Turning Chatbot Replies into Interactive Artifacts¶

AI agents are getting ridiculously powerful. But most of us still experience them as... chatbots. Text in, text out. Maybe an image if we’re lucky. This is fine for summaries, but falls apart when we need actual analysis, interactive visuals, or domain-specific tools. To solve this, we started building a collection of interactive elements that LLMs can speak into existence, and a client can auto-detect and render. Instead of a wall of text, the same answer becomes a chart, a knowledge graph, a KPI, or anything else we can imagine.
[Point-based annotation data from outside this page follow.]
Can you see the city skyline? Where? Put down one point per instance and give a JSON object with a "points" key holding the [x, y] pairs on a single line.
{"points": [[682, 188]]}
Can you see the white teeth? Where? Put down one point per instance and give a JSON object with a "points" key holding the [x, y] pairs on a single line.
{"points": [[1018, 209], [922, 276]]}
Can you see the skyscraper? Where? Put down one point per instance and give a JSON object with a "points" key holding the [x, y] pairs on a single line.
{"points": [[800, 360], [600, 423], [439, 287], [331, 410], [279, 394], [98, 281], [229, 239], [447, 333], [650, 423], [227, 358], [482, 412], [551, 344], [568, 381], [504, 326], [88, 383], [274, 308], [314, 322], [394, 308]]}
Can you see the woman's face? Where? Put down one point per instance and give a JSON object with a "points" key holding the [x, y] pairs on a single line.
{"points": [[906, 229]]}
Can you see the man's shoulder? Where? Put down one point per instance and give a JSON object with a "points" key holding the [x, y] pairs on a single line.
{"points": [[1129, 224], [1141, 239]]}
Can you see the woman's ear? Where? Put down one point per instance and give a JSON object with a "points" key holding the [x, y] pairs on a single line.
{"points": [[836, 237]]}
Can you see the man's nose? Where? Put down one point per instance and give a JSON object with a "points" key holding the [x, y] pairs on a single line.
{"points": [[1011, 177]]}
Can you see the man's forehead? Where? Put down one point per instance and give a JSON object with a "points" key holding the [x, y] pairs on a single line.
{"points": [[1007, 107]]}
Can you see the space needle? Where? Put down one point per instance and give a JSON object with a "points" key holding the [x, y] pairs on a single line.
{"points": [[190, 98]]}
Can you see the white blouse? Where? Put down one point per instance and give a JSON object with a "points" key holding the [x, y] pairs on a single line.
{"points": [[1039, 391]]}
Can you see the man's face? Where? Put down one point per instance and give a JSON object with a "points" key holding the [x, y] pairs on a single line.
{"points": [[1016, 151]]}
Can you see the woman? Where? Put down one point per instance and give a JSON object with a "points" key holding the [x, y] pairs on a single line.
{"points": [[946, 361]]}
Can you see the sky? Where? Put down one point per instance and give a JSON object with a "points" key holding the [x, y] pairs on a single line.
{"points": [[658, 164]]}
Why chat alone isn’t enough¶

Use an LLM-heavy product for more than a few minutes and you’ll notice a pattern:

The model gives a great answer.
You immediately copy‑paste it somewhere else.

Sheets for analysis, graph tools for relationships, slides for presentations. The real work happens outside the conversation. The chat window is just a text generator. We wanted the chat itself to become the workspace. That meant the model had to return more than paragraphs. It needed to return artifacts: things the UI could render, query, and reuse. Our apprach consists of two pieces:

A vocabulary of artifacts Types like bar_chart, knowledge_graph, kpi, sankey_diagram, etc. Each one has:
- a representative codefence
- a renderer component (React, web component, etc).
A way for the model to emit them We use semantic code fences inside normal chat messages, e.g.:

{ ...JSON... }

{ ...CSV... }

The model doesn't “talk to the UI” directly. It just returns text that contains little islands tagged with artifact types that the frontend understands. It scans for these fences, validates the content against the schema for that type, and hands it off to the right renderer. To the user, it looks like the chatbot reply contains a live chart or graph they can play with.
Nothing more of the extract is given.